The archivists searched the National Archives of Belarus as well as census lists of the township of SVYATAYA VOLYA and were able to find records for many people with the name of AIZENBERG or EISENBERG dating from 1834 until 1914. Many are possibly related to the family in which you are interested and may aid you in your genealogical research. As you perhaps know, many records for Belarus were destroyed or lost during WW II, so it is exciting when we have this type of response."

I greeted this news with mixed emotions.  I was pleased that something was found.  Even though it was not what I specifically requested, it could prove valuable.  A number of things troubled me.  The name was spelled, AIZenberg rather than AJZenberg and the cost of the research was expensive. Most disquieting was that in all my research I had not heard of SVYATAYA VOLYA.  I had no idea where it was located, specifically in reference to Telechan.  I wrote to RAGAS raising these issues.

In the interim I looked up SVYATAYA VOLVA, known as SWIETA WOLA in Polish.  It is approximately 38 miles NW of Pinsk.  Telechan, 31 miles NW of Pinsk is due east of SVYATAYA VOLVA.   I estimate that the two towns are only 7 miles apart. That is close.

In November 1993 I heard from RAGAS again.           

"We asked AROS in Moscow for a response to your questions, September 9. They responded, we trust the qualifications of the archivists in Minsk. Because of this we are unable to improve their work in this request.  Therefore, this particular reply is the only information we are able to secure.

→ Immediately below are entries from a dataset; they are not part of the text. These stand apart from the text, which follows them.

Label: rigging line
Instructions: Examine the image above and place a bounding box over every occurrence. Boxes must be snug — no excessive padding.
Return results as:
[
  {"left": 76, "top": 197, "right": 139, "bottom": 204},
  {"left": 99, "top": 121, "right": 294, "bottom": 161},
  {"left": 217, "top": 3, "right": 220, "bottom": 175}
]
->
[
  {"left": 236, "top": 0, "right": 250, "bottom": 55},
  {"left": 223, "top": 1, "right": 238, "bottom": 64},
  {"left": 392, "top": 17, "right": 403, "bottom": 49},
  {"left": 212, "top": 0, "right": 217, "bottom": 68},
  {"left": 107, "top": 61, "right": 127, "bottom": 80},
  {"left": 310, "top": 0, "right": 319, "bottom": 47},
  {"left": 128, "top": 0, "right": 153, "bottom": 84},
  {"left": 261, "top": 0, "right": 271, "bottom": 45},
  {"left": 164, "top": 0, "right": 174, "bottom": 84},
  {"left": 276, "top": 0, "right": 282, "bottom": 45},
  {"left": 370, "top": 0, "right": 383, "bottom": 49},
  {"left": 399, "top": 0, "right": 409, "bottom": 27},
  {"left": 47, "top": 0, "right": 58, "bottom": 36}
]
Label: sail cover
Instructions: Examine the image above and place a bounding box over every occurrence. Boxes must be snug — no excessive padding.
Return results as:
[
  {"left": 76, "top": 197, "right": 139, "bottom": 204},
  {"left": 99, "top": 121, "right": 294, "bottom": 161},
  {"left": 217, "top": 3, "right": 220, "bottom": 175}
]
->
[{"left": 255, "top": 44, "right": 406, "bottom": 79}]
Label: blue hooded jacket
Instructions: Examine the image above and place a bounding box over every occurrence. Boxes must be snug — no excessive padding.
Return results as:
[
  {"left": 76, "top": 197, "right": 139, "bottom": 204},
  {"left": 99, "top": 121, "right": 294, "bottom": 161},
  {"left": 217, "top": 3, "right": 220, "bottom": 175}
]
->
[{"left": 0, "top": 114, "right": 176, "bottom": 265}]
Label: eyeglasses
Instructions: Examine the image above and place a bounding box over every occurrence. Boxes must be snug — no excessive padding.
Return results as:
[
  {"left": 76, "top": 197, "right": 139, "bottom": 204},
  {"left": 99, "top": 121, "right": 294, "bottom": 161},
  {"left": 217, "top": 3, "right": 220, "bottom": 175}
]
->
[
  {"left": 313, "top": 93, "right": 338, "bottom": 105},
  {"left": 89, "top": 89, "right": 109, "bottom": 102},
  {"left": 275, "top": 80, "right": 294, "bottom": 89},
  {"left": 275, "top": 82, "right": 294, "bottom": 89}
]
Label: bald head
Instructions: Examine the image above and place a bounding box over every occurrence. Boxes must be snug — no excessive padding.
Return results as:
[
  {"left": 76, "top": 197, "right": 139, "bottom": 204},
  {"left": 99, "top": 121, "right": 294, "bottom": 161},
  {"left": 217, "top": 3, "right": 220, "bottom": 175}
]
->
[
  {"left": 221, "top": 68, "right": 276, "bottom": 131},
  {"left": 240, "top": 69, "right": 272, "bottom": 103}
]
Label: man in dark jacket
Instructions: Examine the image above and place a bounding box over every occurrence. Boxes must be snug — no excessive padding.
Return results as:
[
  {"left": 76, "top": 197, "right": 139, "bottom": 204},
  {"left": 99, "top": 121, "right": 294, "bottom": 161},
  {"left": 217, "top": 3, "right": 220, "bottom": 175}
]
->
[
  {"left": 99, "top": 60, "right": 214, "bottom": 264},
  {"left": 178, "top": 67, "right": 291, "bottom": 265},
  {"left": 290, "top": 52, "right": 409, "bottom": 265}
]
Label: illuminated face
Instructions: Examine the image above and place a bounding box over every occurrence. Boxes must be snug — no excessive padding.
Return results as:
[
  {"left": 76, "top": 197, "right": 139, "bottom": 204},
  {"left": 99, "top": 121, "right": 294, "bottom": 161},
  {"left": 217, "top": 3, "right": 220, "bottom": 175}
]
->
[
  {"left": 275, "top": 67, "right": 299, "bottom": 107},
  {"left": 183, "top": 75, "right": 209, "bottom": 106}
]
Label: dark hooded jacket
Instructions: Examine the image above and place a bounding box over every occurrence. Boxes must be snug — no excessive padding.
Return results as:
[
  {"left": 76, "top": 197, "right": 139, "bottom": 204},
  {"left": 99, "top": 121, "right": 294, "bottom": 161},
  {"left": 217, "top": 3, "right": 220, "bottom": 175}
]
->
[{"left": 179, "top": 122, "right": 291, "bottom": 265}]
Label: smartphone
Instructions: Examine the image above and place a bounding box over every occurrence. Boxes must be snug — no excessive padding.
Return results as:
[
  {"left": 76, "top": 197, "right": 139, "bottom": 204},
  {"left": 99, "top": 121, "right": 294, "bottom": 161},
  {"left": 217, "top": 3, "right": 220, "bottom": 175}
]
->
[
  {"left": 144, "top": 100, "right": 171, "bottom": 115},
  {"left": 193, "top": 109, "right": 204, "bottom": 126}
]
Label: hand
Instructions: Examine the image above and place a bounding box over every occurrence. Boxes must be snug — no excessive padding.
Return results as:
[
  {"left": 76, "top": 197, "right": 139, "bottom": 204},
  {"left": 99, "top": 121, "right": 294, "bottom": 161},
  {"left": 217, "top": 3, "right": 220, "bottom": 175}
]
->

"It is not possible for RAGAS staff to analyze your family  information with any degree of understanding or accuracy. We have enclosed sample pages of the 17 PAGE REPORT of  the records which archivists in Minsk spent 55 HOURS searching.  The AROS staff prepared the report and made the translation.  If you wish to write to them directly the address is:     
AROS Society Ltd.  15 Pushkinskaya Ul.
 103821 Moscow, Russia."

 The 4 “sample pages” I received only added to my uncertainty.  Although many Eisenbergs were identified, none were familiar to me. I left the matter at that point and decided not to pursue it further.

Six years later (May 1999) I contacted a second researcher, Oleg Perzashkevich, Director of the Minsk Historical Genealogy Group.  He too identified SVYATAYA VOLVA as the home of many Eisenbergs and suggested that they were related to the TELECHAN Eisenbergs.  Oleg informed me that there was “no official Jewish community in Telekhany before 1880” although there may have been some Jews in Telekhany before that time.  Clearly he believes that my family came from SVYATAYA VOLYA.  If his research proves accurate I will be able to trace my Eisenberg family back to the mid 1700’s.  I never dreamed this could be possible. 

The results of this new information will have to wait until the next edition of this book.